Sports columnist Bill Simmons likes to say that some of the most dangerous words that can be uttered as a policy defense are "that's the way we've always done it," because it allows for the continued propagation of systems that, while functional, are not optimized for success. Sadly, this phrase can accurately describe the mindsets of a good number of wine drinkers today. Some consumers find a wine (or wines) that they are comfortable with and cling to it, and balk at any suggestions that might upset their everyday routine. Yet, where would we be as a society if people didn't try new things, or experiment every once in a while? There would be no innovation, and no evolution. We'd live in a world of wines unexciting and so similar, that selecting a wine with dinner would be almost the same as ordering a soft drink. New York Times wine writer Eric Asimov once wrote that "the enemy isn’t obscure wines or challenging lists. It’s fear of wine." 

We live in a world where globalization has presented the American consumer with more choices than ever before. In the face of such a broad range of choices, it's easy to fall back on old standards, and relegate yourself to a consistent regimen of a favorite wine that's always available at the supermarket. I'm not saying that such an attitude is wrong, but if everyone adopted that behavior, eventually, the only wines available in the market place would be mass-produced wines from giant corporations. Gone would be the small production wines, the esoteric grapes, the wines that are made because their producers are passionate about them. Some people say that wine is art, while others say that the only people who say that wine is art are those who don't care if they make money from their wines. There may be truth in that statement, there may not be. All I know is that I'd rather drink a wine that was made by someone who felt that they were creating a piece of art, than a wine produced on an assembly line by a corporate conglomerate. Yet, in order for small production wines to succeed, they need a public that is willing to experiment, and knowledgeable wine consumers to champion these "works of art," and educate the public on their merits.

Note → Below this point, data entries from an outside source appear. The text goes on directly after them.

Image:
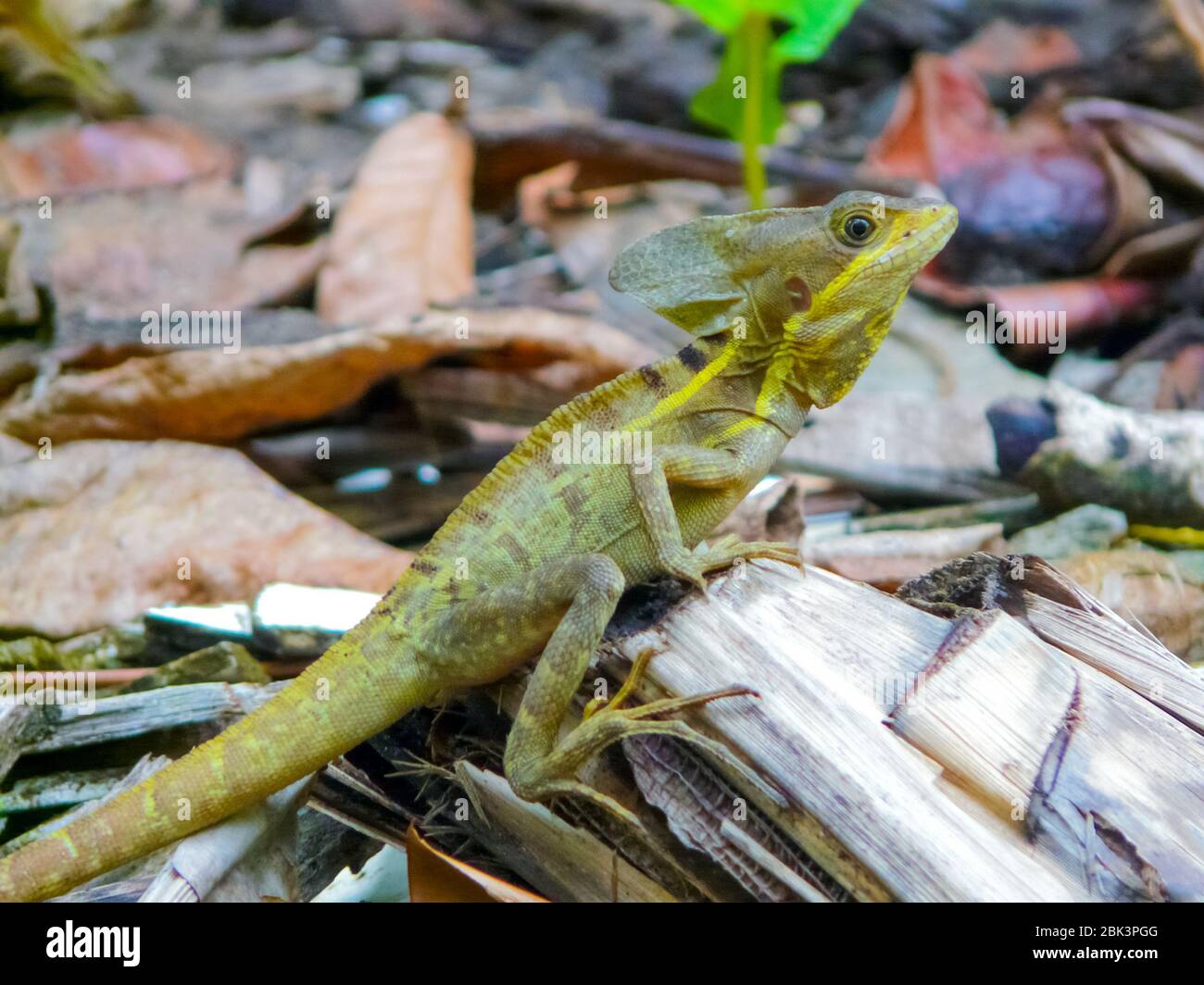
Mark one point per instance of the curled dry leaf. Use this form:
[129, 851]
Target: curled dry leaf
[159, 523]
[404, 239]
[211, 395]
[108, 156]
[1004, 48]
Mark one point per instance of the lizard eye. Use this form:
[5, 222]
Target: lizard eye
[858, 229]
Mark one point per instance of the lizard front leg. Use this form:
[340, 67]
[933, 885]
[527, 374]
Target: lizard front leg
[562, 607]
[707, 468]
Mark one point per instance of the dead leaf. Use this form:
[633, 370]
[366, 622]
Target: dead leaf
[404, 239]
[144, 516]
[1088, 304]
[211, 395]
[438, 878]
[1038, 197]
[1145, 587]
[889, 557]
[1003, 47]
[119, 256]
[109, 156]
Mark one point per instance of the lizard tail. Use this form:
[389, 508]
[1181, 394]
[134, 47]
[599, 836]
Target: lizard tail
[360, 685]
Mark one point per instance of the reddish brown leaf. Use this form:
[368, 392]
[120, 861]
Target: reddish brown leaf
[101, 531]
[212, 395]
[405, 236]
[108, 156]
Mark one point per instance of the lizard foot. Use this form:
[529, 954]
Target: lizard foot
[727, 549]
[546, 777]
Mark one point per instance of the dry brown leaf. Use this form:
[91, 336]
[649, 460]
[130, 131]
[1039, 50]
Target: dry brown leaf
[107, 156]
[1145, 587]
[404, 239]
[438, 878]
[119, 256]
[99, 531]
[209, 395]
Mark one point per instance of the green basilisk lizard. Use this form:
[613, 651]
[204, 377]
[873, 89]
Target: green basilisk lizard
[787, 306]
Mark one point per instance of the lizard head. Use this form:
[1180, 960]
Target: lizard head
[808, 291]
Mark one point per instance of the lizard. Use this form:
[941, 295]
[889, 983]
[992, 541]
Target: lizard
[786, 307]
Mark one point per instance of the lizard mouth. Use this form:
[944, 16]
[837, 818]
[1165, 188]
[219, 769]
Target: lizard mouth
[918, 246]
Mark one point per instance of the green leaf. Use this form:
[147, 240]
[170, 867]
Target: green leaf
[718, 104]
[815, 24]
[722, 16]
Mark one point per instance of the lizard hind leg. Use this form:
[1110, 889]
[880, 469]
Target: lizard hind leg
[561, 607]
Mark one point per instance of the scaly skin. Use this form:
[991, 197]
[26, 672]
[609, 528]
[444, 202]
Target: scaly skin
[787, 306]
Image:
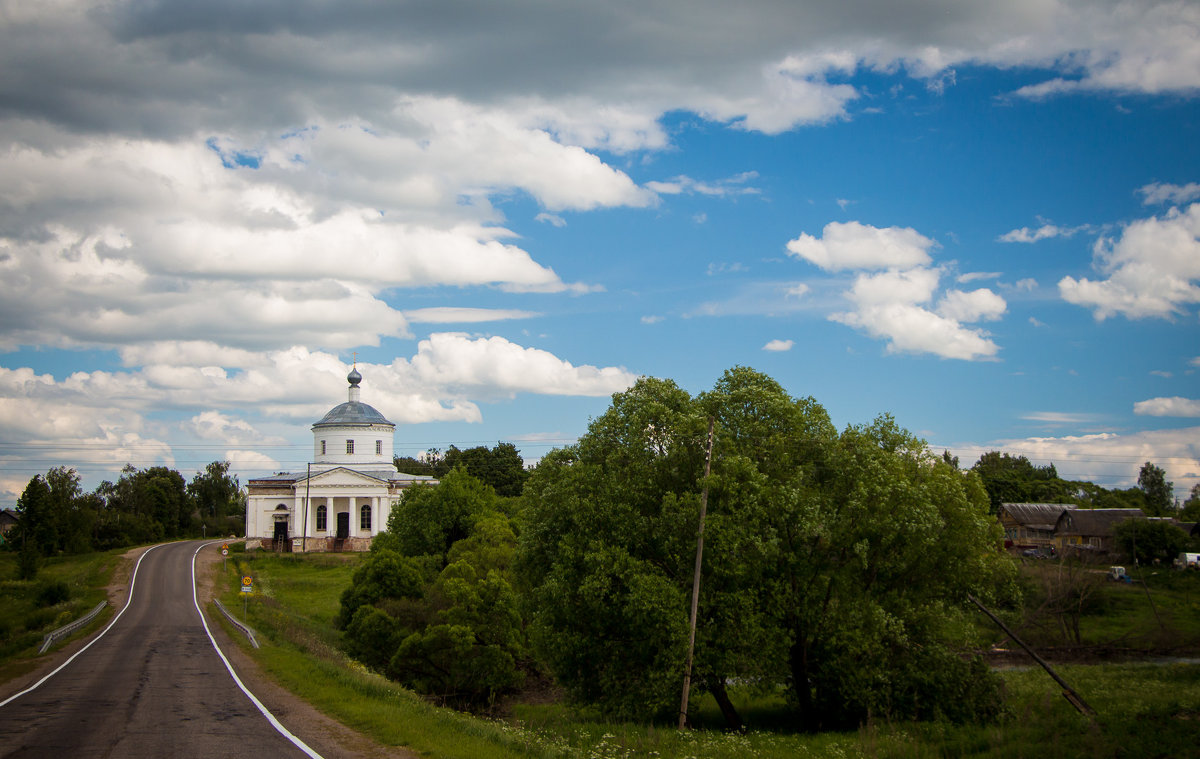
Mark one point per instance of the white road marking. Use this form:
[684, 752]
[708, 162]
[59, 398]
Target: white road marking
[270, 717]
[129, 603]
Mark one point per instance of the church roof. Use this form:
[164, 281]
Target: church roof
[352, 412]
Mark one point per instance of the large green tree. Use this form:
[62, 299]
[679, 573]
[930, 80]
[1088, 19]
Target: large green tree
[502, 466]
[1015, 479]
[433, 605]
[834, 565]
[1159, 492]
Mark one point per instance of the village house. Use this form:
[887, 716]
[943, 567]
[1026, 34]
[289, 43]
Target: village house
[343, 497]
[1030, 525]
[1090, 530]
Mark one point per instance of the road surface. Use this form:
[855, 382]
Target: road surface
[151, 686]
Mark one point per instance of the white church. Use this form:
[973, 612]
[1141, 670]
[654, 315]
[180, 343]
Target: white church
[343, 497]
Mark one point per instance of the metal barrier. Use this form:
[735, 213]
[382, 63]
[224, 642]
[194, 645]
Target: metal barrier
[237, 623]
[66, 629]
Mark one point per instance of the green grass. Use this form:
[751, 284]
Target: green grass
[1143, 710]
[25, 619]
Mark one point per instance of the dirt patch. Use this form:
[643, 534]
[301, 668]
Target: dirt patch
[325, 735]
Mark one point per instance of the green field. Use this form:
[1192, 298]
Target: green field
[64, 590]
[1144, 710]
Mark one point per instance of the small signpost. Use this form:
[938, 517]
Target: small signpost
[247, 587]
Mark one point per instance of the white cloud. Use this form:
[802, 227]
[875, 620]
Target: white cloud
[1174, 406]
[1045, 232]
[898, 304]
[972, 306]
[251, 461]
[1152, 269]
[853, 245]
[97, 422]
[449, 315]
[1114, 459]
[1059, 417]
[973, 276]
[733, 185]
[1158, 192]
[229, 430]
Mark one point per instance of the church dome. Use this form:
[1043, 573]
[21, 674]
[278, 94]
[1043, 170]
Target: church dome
[352, 412]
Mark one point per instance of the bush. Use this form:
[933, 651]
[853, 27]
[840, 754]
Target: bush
[53, 593]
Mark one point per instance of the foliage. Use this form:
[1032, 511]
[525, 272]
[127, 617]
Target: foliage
[1147, 541]
[1015, 479]
[430, 519]
[144, 506]
[1191, 511]
[1152, 482]
[825, 556]
[433, 607]
[1145, 710]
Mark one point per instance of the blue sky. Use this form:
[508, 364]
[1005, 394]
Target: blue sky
[983, 222]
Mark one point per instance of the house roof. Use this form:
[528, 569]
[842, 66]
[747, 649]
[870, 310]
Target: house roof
[1095, 521]
[1043, 515]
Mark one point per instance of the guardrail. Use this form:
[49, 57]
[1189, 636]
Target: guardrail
[66, 629]
[237, 623]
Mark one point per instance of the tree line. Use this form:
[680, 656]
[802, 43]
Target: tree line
[837, 566]
[143, 506]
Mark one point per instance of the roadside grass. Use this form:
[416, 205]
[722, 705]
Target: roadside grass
[1144, 710]
[66, 589]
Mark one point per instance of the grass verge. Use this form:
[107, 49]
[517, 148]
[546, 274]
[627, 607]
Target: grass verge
[1144, 710]
[65, 589]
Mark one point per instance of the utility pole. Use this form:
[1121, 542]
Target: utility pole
[304, 531]
[695, 580]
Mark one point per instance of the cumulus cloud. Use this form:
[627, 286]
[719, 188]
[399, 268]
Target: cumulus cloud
[1045, 232]
[1162, 192]
[733, 185]
[1152, 269]
[1114, 459]
[97, 422]
[1174, 406]
[899, 304]
[448, 315]
[853, 245]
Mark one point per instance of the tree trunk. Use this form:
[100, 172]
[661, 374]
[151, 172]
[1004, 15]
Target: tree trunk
[717, 687]
[798, 659]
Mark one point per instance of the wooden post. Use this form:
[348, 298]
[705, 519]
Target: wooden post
[1068, 693]
[695, 580]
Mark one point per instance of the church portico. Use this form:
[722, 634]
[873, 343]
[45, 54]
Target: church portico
[343, 498]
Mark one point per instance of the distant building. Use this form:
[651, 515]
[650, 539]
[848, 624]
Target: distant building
[343, 498]
[1030, 525]
[1091, 530]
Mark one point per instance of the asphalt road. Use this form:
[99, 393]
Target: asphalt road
[151, 686]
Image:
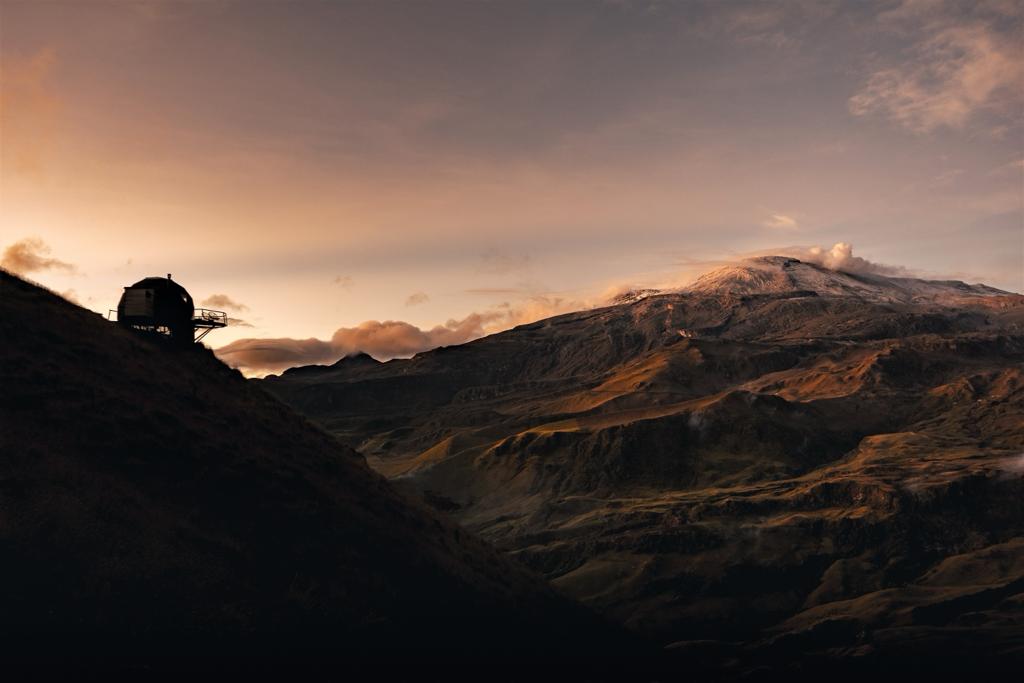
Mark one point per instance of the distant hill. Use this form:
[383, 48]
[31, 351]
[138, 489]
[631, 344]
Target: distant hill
[780, 466]
[156, 508]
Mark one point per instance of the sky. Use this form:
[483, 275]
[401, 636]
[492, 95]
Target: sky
[390, 176]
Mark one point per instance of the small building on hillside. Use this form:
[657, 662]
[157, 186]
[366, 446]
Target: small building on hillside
[160, 305]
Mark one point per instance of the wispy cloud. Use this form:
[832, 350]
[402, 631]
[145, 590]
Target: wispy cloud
[388, 339]
[780, 221]
[956, 69]
[222, 301]
[499, 262]
[32, 255]
[417, 298]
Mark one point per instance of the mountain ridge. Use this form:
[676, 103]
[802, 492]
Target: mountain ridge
[159, 510]
[634, 453]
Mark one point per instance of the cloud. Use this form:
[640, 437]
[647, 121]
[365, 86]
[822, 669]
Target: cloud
[499, 262]
[223, 302]
[256, 355]
[417, 298]
[957, 69]
[840, 257]
[388, 339]
[30, 255]
[491, 291]
[780, 221]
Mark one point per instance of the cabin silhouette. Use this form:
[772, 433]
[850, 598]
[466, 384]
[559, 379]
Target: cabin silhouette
[160, 305]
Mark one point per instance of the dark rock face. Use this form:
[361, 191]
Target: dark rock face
[779, 460]
[155, 507]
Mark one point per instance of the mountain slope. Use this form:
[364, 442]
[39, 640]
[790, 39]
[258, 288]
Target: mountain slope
[779, 450]
[155, 504]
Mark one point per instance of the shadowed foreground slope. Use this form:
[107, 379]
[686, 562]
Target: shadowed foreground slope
[154, 503]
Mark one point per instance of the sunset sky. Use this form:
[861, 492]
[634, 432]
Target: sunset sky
[325, 164]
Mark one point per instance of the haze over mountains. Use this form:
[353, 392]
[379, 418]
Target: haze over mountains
[159, 511]
[780, 459]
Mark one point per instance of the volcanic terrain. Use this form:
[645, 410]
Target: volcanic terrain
[779, 466]
[159, 511]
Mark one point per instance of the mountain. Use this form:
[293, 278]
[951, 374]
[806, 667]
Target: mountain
[158, 510]
[780, 466]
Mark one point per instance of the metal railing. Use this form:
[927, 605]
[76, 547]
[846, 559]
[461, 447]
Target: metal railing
[205, 317]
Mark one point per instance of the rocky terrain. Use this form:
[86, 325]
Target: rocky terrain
[159, 513]
[777, 468]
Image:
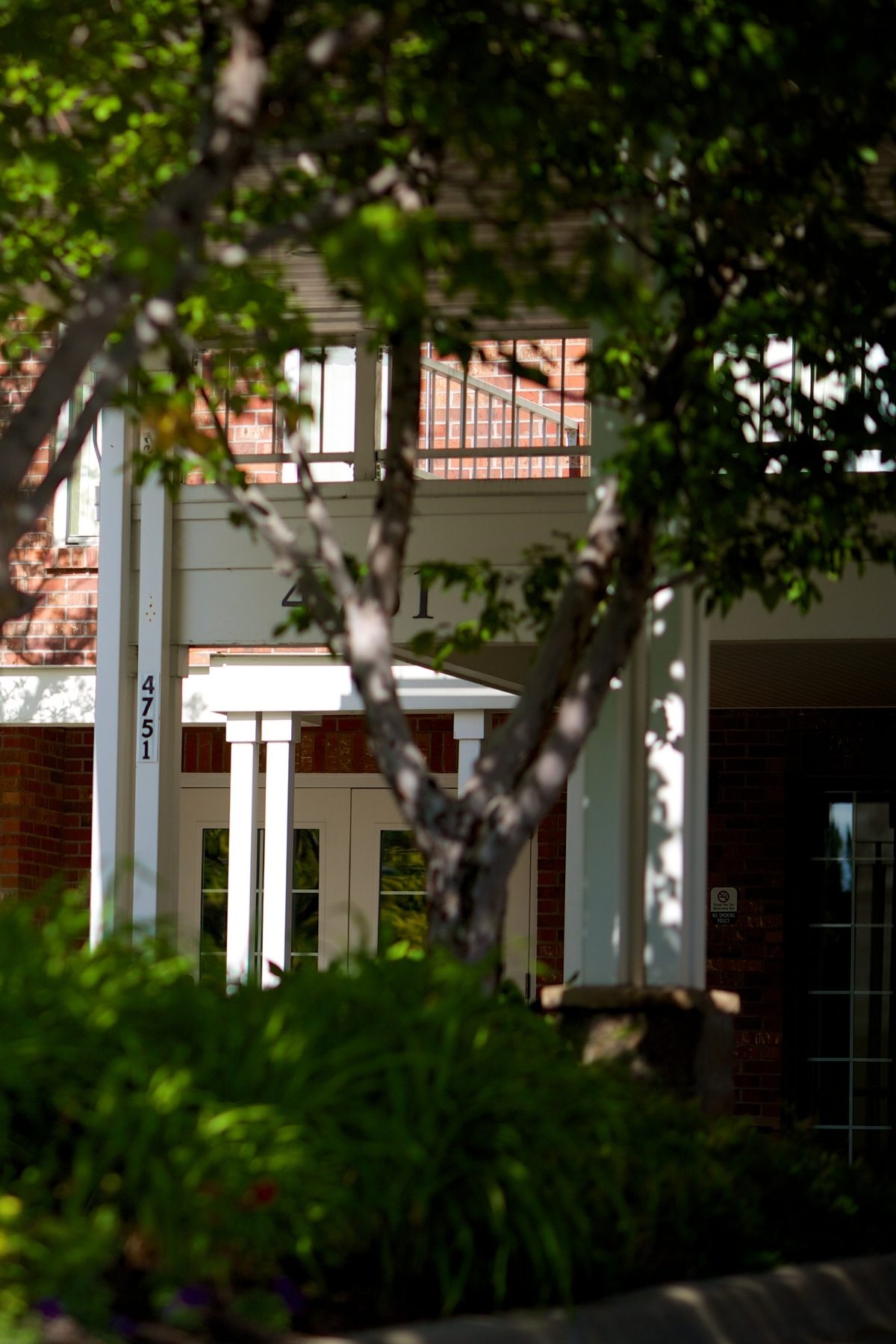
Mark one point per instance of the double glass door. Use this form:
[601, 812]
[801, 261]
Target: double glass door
[359, 880]
[845, 1019]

The next time your dinner companion starts enthusiastically discussing the history of Austrian wines, and explaining why Zweigelt might be a good choice of wine to have with dinner, don't dismiss them as a "wine snob." Think of them as a historian, or an art enthusiast, and be thankful for their passion. True wine advocates aren't trying to belittle anyone, they're merely attempting to share their love of wine with the rest of the world. Ask them questions, engage in dialogue, challenge assertions, and utilize their knowledge. Like any form of art, wine has a history that needs to shared, and an appreciation for its artistry that needs to be cultivated. It's easy to slosh back a bottle of wine, and describe it as "smooth," but that attitude doesn't always do justice to the effort that the winemaker put into making the wine, or to the history of the estate or region from where the wine came. It also doesn't help consumers connect underlying patterns in wines that can help them determine other wines that they make like in the future, due to their being from the same winemaker, the same grape, or the same region. So give "wine snobs" a break. After all, if all wine was meant to be treated equally, we might as well reduce wine consumption to a debate similar to that of Coke versus Pepsi. Thankfully, with over 10,000 different grape varietals in the world, and more than 6,500 wines available to U.S. consumers, the odds of that happening any time soon seem low. And if that amount of wine seems like more than you want to explore, don't despair. Just ask a "wine snob." They probably aren't anywhere close to sampling even half of that number of grapes, or that number of wines, but they have started on their journey. Chances are, they'd be more than happy to help you start one of your own.